An add-on layer bolted onto the Codex app
Codex++ is an external enhancement launcher and manager for the Codex desktop app. The design decision that defines it, stated up front in the README, is that it does not modify Codex’s original installation files. Instead it starts Codex through an external launcher and injects enhancement scripts using the Chrome DevTools Protocol. That approach is the source of both its appeal and its fragility, so it is worth understanding before you install.
You get two entry points after installing: Codex++, a silent launcher that just starts Codex and injects the enhancements, and Codex++ 管理工具, a Tauri control panel for starting, checking, repairing, updating, configuring relay injection, and managing enhancement features and user scripts. It is, in short, a power-user wrapper that adds features to an app you do not control.
Why the injection approach is a double-edged sword
Injecting over the DevTools Protocol means Codex++ rides on top of Codex’s internal UI rather than integrating through a supported extension point. When it works, you get features the base app does not offer without patching the app itself. When Codex updates and its internals shift, the injected scripts can break, because there is no stable contract underneath them.
The issue tracker shows exactly this tension, and it is the most important thing to read before adopting. With 489 open issues as of 2026-06, the most-discussed threads are update-breakage reports: a v1.1.8 update that wiped chat history and broke computer use, 502 Bad Gateway errors against the local injection port, recurring tool_calls errors in conversations, and the plugin marketplace failing to display after an update. This is the predictable cost of an injection-based design that chases a moving target. The project ships fast (v1.2.4 in June 2026) precisely because it has to keep up.
Install
Codex++ is a desktop app you download from the GitHub releases, not a package you install from a registry:
- Windows:
CodexPlusPlus-*-windows-x64-setup.exe - macOS Intel:
CodexPlusPlus-*-macos-x64.dmg - macOS Apple Silicon:
CodexPlusPlus-*-macos-arm64.dmg
The Windows installer creates desktop and Start menu shortcuts; the macOS DMG installs both the launcher and the management tool into /Applications. After installing, use the management tool to configure injection and enhancements.
Two caveats to weigh before you trust it
Beyond the update fragility, two things deserve a clear-eyed look:
- No declared license. GitHub detects no license on this repository. By default that means the code is all-rights-reserved, with no granted permission to modify or redistribute. For a tool that injects into another app and handles your API traffic, the absence of stated terms is a real consideration, not a formality. Review the repository before depending on it commercially.

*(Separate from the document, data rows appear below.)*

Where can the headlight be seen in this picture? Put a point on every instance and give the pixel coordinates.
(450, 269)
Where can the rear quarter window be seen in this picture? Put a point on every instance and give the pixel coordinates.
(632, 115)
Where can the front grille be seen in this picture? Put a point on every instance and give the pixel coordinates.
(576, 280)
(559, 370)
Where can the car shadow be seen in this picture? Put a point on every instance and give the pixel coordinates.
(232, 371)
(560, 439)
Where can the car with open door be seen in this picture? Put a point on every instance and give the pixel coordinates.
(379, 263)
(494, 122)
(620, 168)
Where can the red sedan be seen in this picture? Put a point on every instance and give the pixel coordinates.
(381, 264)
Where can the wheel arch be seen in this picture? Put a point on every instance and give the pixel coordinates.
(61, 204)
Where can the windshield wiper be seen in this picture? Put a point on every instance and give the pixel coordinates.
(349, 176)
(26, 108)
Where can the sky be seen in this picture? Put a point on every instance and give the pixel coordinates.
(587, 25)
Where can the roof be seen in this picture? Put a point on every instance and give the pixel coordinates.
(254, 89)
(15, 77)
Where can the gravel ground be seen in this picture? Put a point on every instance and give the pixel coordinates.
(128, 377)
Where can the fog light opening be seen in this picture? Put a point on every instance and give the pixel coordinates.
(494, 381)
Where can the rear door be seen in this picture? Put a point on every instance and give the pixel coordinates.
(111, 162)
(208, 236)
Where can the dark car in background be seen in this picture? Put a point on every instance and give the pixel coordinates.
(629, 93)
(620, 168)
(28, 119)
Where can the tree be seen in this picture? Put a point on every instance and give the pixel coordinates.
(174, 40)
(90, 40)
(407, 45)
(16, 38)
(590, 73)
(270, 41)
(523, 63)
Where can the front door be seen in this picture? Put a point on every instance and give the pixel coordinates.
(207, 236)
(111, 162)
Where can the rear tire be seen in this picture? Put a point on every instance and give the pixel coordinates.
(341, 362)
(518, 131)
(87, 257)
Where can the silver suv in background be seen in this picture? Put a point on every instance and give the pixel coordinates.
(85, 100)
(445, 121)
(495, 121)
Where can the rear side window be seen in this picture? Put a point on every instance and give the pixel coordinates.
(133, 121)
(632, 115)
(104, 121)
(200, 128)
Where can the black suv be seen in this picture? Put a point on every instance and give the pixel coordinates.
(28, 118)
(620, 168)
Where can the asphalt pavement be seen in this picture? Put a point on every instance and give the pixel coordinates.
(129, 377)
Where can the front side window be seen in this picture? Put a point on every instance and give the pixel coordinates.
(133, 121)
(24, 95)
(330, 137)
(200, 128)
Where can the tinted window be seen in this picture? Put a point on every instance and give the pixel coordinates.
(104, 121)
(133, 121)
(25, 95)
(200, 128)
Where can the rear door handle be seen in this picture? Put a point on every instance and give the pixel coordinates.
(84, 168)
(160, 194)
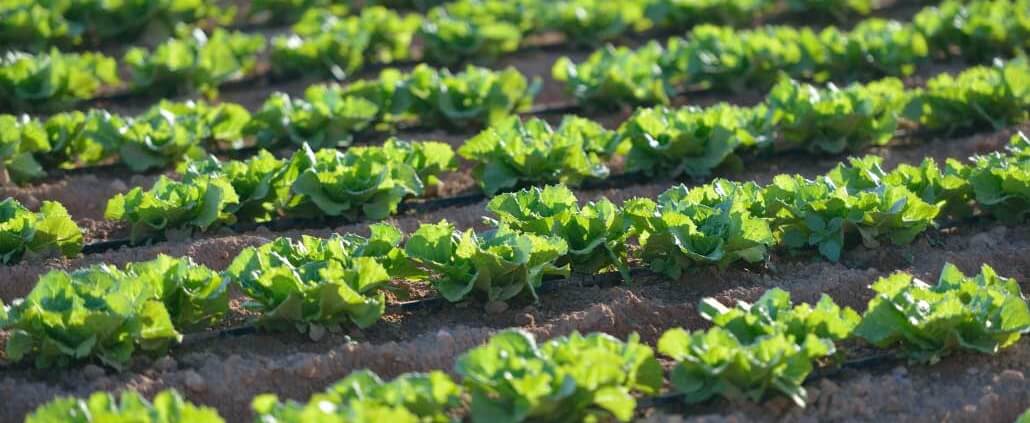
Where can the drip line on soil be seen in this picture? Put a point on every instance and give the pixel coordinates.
(266, 76)
(408, 207)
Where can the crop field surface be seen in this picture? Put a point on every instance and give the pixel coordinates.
(514, 211)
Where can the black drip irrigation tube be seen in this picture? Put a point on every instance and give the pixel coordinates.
(407, 208)
(605, 280)
(866, 362)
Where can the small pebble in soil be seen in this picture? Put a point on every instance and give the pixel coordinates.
(118, 185)
(495, 307)
(1011, 376)
(93, 372)
(195, 382)
(166, 363)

- A heavy sponsor and relay ecosystem. Much of the README is given over to API relay-station sponsors offering discounts to Codex++ users. That is a funding model, but it means the project’s surface doubles as a marketing channel for third-party relays. Treat those listings as advertising, and vet any relay’s terms before routing your keys and traffic through it.
Codex++ versus cc-switch
| Codex++ | cc-switch | |
|---|---|---|
| Stars | 16,772 | 96,955 |
| What it does | injects enhancements into the Codex app | switches configs and providers across 7 tools |
| Mechanism | Chrome DevTools Protocol injection | edits each tool’s config via a UI |
| Scope | Codex app only | Claude Code, Codex, Gemini CLI, and more |
Counts are from GitHub as of June 2026. cc-switch is the broader, more popular tool, managing configuration and providers across seven coding tools through their config files. Codex++ is narrower and riskier by design: it targets the Codex app specifically and changes its behavior at runtime through injection rather than configuration. If you want config management across tools, cc-switch is the safer pick; Codex++ is for someone who lives in the Codex app and wants to bend it in ways configuration cannot.
Related
For the cross-tool configuration manager rather than a single-app injector, see cc-switch. For what else is climbing, see LLM tooling, the daily digest, and the weekly report.
FAQ
What does Codex++ do? It launches the Codex desktop app and injects extra features over the Chrome DevTools Protocol, managed from a Tauri control panel, without modifying Codex’s own files.
Why does it break after Codex updates? Because it injects into Codex’s UI rather than using a supported extension point, so internal changes in Codex can break the injected scripts. Update-breakage is the most common issue theme.
How do I install it? Download the installer for your OS from the GitHub releases. It is a desktop app, not a registry package.